Several days ago I received an email from the Women’s Caucus of Occupy Montreal regarding their experience with misogyny at Occupy Montreal. With their kind permission I am reprinting it here because I think it will resonate with many others in different locations. No one is sadder than I am regarding the news in their opening paragraph that patriarchy has not yet been occupied, here I thought maybe I might just be able to retire and move to the beach. But as I pointed out to them, the good news is that we are now just that much stronger because they reached out to share their experiences.
Hi Occupy Patriarchy / FPN! Greetings from Occupy Montreal!
I wish this email came bearing news of an occupied patriarchy and much non-violent, anti-oppressive rejoicing in the snowy streets. Alas, things are looking pretty grim for the Women’s Caucus of Occupy Montreal.
About two weeks ago, a courageous caucus member presented the GA with a fairly basic proposition for progressive stack. While we expected the customary objections and background murmurs, we were in no way prepared for what actually happened. You see, not only was there a fair bit of opposition to the idea (including a “maybe” and a “no”), a white male blocked progressive stack–you heard right: he blocked it.
In the days following this event, submerged in controversy, we caucused it up and evaluated our options: should we back down completely, compromise, or step up? In good “Occupy Patriarchy” form, we opted for the latter. About 48 hours later, we had a document and made it public; clearly, this would justify our position and pave the way for a mature movement-wide dialogue.
Well, the document was largely ignored. And then the “blocker” publicly advised the caucus that the women “shouldn’t have done that” and tacked on something about “the kitchen”. Actually, the comment is so unbelievable that in spite of our desire to limit the exposure this individual’s action may afford him, the caucus feels the comment in its (unfortunate) entirety should be reproduced right here:
“When made aware of [this document] I thought ‘Who gives a flying fuck’ but than I noticed that the 3 first point are directed at me, yes I am the one who blocked… You shouldn’t have done that! Looks like it’s time to guide the woman back to the kitchen!
Exceptionally I will be at the next Occupons Montreal GA to remind some people that getting laid once in a while is recommended by 9 out of 10 doctor.
Not to mention that there was less than 15 ppl present at that “GA” or that that proposition was made on the fly.”
We appreciate our allies (and we do have quite a few!), but it’s getting increasingly difficult to hear them (and ourselves) over the incessant chatter of good ol’ misogyny.
The W.C. :)
The following is excerpted from their website and provides some very solid ideas of how to make the progressive stack really work. The full recommendation can be read here.
Recommendations of the Women’s Caucus on the Subject of Progressive Stack
- The (measurable) lack of diversity within OM is casually remarked upon but rarely discussed; a movement having difficulty recruiting outside the dominant/majority culture should at the very least implement minor logistical measures–progressive stack, for example–to actualize our supposed ideals, as well as to acknowledge privilege and power within our own spaces.

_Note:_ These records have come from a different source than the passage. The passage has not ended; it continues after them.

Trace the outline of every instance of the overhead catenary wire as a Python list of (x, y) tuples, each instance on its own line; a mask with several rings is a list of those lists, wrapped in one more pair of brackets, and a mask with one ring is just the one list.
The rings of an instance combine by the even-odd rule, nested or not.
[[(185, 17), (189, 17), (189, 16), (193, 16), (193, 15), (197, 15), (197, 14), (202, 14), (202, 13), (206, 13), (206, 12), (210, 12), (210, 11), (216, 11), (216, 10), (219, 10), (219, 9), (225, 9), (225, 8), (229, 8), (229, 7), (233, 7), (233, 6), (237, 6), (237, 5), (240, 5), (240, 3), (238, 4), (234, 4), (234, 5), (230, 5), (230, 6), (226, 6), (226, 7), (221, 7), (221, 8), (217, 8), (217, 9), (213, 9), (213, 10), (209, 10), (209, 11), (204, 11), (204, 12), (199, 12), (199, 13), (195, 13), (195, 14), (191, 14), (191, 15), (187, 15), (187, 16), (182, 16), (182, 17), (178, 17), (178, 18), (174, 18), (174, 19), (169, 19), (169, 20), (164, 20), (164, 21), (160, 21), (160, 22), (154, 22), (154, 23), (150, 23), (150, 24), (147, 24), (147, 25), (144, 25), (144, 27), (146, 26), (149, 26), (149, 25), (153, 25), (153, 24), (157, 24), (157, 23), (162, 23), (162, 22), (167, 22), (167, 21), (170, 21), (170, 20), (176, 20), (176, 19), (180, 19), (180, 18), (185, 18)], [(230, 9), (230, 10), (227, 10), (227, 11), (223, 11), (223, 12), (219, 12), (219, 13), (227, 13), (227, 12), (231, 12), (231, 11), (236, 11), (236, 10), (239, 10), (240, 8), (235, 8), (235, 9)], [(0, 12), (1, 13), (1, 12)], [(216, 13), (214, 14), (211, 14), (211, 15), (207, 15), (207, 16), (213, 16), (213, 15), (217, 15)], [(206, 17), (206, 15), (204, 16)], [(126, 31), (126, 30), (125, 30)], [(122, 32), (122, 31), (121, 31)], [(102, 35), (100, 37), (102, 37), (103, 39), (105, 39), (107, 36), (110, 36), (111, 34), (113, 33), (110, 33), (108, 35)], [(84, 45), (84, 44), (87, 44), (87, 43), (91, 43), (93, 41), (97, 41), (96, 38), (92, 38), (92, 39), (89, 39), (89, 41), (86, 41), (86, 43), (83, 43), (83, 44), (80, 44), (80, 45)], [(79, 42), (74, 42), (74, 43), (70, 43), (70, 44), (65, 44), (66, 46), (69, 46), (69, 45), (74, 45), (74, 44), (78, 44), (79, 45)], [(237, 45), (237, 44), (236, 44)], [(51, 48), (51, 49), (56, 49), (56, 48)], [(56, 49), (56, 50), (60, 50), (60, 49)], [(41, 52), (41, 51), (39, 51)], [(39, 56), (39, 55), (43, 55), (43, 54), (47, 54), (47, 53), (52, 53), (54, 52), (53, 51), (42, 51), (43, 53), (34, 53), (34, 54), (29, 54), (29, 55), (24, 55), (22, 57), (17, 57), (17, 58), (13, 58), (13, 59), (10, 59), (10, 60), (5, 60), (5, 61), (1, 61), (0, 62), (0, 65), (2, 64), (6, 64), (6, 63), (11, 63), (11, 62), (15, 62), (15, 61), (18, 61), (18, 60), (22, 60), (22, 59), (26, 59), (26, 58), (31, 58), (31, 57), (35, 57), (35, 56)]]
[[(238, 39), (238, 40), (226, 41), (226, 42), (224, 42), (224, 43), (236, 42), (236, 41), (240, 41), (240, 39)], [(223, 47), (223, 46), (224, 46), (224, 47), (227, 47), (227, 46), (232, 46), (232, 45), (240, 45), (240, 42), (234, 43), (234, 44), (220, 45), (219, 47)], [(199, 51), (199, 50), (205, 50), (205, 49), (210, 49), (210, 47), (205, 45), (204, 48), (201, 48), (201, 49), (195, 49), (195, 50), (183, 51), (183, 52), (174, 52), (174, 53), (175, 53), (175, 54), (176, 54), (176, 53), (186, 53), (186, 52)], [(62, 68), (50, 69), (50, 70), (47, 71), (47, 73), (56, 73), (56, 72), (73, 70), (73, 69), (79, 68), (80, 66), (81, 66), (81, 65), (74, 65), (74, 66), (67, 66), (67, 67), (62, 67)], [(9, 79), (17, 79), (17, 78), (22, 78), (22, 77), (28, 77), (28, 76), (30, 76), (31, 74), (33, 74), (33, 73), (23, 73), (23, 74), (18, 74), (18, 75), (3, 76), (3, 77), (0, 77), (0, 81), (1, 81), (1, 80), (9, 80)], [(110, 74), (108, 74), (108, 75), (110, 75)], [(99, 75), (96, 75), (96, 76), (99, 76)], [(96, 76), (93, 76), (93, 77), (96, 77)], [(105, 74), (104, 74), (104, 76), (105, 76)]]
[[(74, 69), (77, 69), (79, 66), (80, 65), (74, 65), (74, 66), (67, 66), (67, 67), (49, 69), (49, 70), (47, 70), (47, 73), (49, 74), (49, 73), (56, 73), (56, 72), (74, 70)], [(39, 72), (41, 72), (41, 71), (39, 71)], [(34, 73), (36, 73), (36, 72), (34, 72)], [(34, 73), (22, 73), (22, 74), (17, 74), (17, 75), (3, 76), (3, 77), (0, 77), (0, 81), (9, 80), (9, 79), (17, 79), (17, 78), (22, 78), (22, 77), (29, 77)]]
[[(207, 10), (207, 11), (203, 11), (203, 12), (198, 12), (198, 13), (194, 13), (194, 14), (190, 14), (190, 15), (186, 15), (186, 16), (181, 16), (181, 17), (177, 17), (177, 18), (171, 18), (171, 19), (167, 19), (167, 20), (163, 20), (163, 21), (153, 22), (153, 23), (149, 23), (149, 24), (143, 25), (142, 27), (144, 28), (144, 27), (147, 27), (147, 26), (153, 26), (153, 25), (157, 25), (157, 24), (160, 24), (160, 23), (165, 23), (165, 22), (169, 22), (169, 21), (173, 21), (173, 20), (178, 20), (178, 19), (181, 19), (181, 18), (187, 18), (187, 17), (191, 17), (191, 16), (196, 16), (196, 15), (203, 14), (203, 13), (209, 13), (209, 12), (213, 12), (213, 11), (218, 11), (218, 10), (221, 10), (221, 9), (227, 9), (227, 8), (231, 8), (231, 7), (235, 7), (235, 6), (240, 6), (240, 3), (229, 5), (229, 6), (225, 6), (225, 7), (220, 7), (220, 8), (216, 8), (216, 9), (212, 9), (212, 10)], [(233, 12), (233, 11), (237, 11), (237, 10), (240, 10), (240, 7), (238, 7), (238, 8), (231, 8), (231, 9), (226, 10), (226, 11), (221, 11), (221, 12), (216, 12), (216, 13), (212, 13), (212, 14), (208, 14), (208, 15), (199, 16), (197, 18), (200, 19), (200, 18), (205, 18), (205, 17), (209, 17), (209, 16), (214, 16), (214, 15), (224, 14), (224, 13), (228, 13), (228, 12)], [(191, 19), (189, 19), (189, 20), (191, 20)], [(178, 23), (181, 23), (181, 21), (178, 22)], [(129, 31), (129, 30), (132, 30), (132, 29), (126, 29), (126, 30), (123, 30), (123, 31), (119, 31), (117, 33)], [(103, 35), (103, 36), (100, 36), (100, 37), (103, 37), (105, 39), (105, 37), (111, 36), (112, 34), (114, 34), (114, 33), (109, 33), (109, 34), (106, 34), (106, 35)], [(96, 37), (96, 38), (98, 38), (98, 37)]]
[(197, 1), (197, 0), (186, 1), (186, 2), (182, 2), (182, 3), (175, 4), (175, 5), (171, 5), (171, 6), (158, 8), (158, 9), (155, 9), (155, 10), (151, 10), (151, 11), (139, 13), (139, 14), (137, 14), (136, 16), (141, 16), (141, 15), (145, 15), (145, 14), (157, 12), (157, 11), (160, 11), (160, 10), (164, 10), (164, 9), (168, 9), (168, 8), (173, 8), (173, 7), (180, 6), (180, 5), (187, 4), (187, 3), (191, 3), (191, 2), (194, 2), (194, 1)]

- The Caucus insists that any “stack” devised on the basis of criteria that doesn’t consider marginalised voices not be called “progressive”. OM’s resistance to progressive stack is symptomatic of a broader refusal to acknowledge the dynamics of privilege. To devise a methodology that addresses the problems of disproportional expression without naming or exploring that imbalance is somewhat disingenuous, and goes against the purported non-oppressive character of our movement. While implementation of logistical changes that will ultimately yield similar results to those we have proposed demonstrates a relative willingness to cooperate, the movement’s refusal to verbally recognize the struggle behind such modifications leaves us at some kind of semantic and/or ideological impasse.
- “Artificial” (simulated) modes of promoting equality are to be employed as placeholders or gentle reminders until equality arises organically. A useful metaphor is a set of scales that have been imbalanced for centuries, favouring one side. Measures like progressive stack add a counterweight to the other side, balancing the scales. Once the original cause for the imbalance is gone, we can remove the counterweight.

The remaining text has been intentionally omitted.